Esce Roberto dalla lanterna, provveduto di una zucca (simbolo del senno (4) , d’un ramo di castagno selvatico (simbolo dell’allettamento), e d’una scure (simbolo della forza). Ma Dorilla, che prevede imminente la sconfitta del cervo, e che inoltre è tuttora invasa dalle male pas sioni, per consiglio della perfida Canidia si fa incontro allo sposo, sotto le spoglie di modesta lattivendola, e,con vezzi, e con lusinghe lo induce a bere il latte dell’oblio: egli allora le cede la scure e il fatato ramoscello, e dono le farebbe altresì dalla zucca, se ad impedir tanto danno non sopraggiungesse la provida Martinazza. A’ suoi gridi ed alle sue minacce, Roberto rientra in se stesso, e col mezzo della zucca (che, come dicemmo, rappresenta il senno) riconduce alle leggi del dovere e dell’onore la traviata consorte, la quale, pentita, si rifugge nella lanterna, cioè ritorna alla ragione; egli allora col ramo di castagno fa piegare le ginocchia al cervo, gli balza sul dorso, e gli recide le corna. Il demonio, che dava forma al cervo, sparisce per l’aere; mercè della sovrumana possa di Martinazza, la tenebrosa selva si trasforma nel tempio della Virtù, ove si vede rinchiusa entro una gabbia la malefica Canidia insieme coll’imbecille amico di Roberto e collo sciocco servo; e Dorilla si getta nelle braccia dell’amato consorte (5).
NOTE ATTO III
(1) Ciò significa che per ricuperare una moglie traviata è necessario usar vigilanza, persuasione, ed infine i leciti mezzi che somministra il potere che ha un marito sopra questa sacra proprietà.
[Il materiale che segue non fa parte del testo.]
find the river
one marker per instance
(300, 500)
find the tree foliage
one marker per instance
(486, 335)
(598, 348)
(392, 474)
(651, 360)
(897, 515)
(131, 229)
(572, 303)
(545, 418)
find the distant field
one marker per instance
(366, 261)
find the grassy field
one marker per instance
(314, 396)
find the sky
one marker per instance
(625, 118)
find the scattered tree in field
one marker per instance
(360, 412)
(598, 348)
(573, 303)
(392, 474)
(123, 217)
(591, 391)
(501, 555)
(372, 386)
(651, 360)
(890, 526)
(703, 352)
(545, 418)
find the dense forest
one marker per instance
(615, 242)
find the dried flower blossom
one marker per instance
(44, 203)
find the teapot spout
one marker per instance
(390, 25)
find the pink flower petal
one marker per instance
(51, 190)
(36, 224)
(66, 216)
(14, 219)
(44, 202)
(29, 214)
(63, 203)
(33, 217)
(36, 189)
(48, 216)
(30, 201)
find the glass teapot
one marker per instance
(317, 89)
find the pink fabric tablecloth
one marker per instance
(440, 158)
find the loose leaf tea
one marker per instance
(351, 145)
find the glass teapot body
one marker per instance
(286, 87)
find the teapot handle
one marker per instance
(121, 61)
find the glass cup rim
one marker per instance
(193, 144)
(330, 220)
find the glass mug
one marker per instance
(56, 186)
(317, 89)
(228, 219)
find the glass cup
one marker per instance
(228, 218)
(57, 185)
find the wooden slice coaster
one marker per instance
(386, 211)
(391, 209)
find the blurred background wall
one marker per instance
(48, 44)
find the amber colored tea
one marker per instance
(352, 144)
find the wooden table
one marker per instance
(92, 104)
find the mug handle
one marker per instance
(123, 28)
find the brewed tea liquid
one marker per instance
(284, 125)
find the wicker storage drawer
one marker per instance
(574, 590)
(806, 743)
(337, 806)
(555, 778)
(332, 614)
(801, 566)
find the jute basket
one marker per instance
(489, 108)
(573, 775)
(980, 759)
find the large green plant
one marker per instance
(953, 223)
(2) È facile il comprendere che le tre donzelle e i tre garzoni usciti dalla lanterna sono i Consigli personificati, offerti dalla Ragione; come pure è chiaro che Roberto non potrà mai, a malgrado di essi, venir a capo della sua impresa, finchè avrà per compagni la Debolezza e Ignoranza, difetti che vengono simboleggiati nell’amico imbecille e nello sciocco servitore.
(3) Qui materialmente si vede rappresentata la sorte che incontrano gli scimuniti che si lasciano abbagliare a false apparenze, o a turpi incentivi.
(4) Zucca si prende per testa; e testa si prende per intelletto, senno, ecc.; quindi le espressioni aver testa, aver sale in zucca, che equivalgono ad avare intelletto, senno, ecc. Così pure si dice uscir da un fondo senza zucca, e vale scampare da un pericolo fortunatamente, cioè senza opera di senno. Nelle quali frasi si vede che la zucca è presa per l’immagine materiale dell’intendimento o senno umano. Questo simbolo non è veramente il più gentile, ma la colpa non è nostra; cosi piacque a’ nostri avoli.
(5) Tale è lo scioglimento di questa favolosa azione, che intitolar si potrebbe LA LOTTA DELLA RAGIONE COLL’ERRORE. Oltre le allegorie che abbiamo spiegate, il meglio che per noi s’è potuto, aggiungeremo che in Roberto, il quale conduce Dorilla alla caccia, e che poi la vede in preda ai vizii, e superar deve tante difficoltà per redimerla, si dimostra che un marito cui stia a cuore la saviezza e la fedeltà della propria moglie, dee, per quanto può, tenerla lontana dalle cattive occasioni, se arrischiar non vuole di cogliere un giorno e danni e beffe; massimamente che è raro il trovare una benefica Martinazza, che provveda efficacemente.
ATTO QUARTO.`
L’Atto quarto ad ultimo è consacrato a festose danze, che danno termine alla presente azione.